A team of Sandia National Laboratories researchers is testing materials to make the next generation of fusion reactors. This container is used to expose the samples to nuclear fusion. It holds seven samples of innovative tungsten alloys, post exposure. (Photo by Jonathan Coburn.)

Sandia work at the heart of next generation nuclear reactor

January 16, 2023 9:33 am Published by

A team of Sandia National Laboratories researchers working on the reactor at the DIII-D National Fusion Facility is testing materials to make the next generation of fusion reactors, in the quest to develop more carbon-free energy sources.
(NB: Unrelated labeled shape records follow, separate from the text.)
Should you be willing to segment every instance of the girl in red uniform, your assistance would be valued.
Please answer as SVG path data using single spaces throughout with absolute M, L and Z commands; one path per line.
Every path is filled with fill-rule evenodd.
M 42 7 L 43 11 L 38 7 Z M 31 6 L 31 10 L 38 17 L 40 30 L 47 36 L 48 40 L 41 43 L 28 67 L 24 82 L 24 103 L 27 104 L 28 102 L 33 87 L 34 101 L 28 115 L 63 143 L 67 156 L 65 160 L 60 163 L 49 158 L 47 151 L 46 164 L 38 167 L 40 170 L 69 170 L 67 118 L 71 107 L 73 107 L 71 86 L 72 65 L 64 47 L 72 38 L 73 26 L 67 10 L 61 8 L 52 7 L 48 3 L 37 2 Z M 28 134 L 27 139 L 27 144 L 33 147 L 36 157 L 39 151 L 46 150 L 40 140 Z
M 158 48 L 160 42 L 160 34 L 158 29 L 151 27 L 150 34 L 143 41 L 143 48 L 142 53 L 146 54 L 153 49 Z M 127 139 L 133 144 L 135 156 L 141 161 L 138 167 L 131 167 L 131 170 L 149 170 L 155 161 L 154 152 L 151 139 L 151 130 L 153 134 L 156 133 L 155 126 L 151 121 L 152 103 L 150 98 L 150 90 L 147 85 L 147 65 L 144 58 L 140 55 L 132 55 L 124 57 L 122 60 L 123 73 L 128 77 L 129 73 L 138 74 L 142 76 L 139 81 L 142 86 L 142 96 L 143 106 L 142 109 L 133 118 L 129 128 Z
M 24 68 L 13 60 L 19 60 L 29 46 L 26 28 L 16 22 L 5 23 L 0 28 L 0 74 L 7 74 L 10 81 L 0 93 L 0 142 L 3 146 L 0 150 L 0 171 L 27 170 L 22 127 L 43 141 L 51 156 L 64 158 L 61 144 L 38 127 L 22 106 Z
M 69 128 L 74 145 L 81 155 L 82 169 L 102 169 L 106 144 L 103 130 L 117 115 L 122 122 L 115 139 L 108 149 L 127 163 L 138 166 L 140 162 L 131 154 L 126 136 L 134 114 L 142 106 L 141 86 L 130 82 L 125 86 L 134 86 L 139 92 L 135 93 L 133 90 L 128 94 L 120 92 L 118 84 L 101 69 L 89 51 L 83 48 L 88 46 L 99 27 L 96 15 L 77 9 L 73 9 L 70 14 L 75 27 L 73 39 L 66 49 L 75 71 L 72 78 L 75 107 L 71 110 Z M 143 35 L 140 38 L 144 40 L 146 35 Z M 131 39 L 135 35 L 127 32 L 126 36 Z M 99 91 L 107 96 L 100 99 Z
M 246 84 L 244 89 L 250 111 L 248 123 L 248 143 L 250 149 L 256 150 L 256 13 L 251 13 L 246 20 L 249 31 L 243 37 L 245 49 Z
These magnetic confinement fusion reactors, called tokamaks, use magnetic fields to shape plasma into a donut shape that generates power from nuclear fusion. DIII-D is the largest such facility currently operating in the Department of Energy complex. Tokamaks create high heat and particle fluxes that can cause significant erosion of the reactor wall materials. If these materials contaminate the core plasma, it could make it impossible to bring the reactor to a temperature high enough to start stable, safe fusion.

Jonathan Coburn is one such researcher, part of a team of Sandians that collaborates with DIII-D to test and develop much needed specialized fusion materials for the hot fusion plasma environment.

“Plasma-material interactions deal with what effects the ions and electrons from the plasma have on a material and vice versa,” Coburn explained. “Magnetic confinement fusion devices use very strong magnetic fields to generate and then confine the plasma, and so all of these ions and electrons are interacting and producing fusion energy. Inevitably, you have exhaust from the plasma that ends up impacting the walls of your vessel.”

The different plasma-facing components of such a reactor are made of materials like tungsten, carbon and beryllium, which interact differently when irradiated by ions and electrons.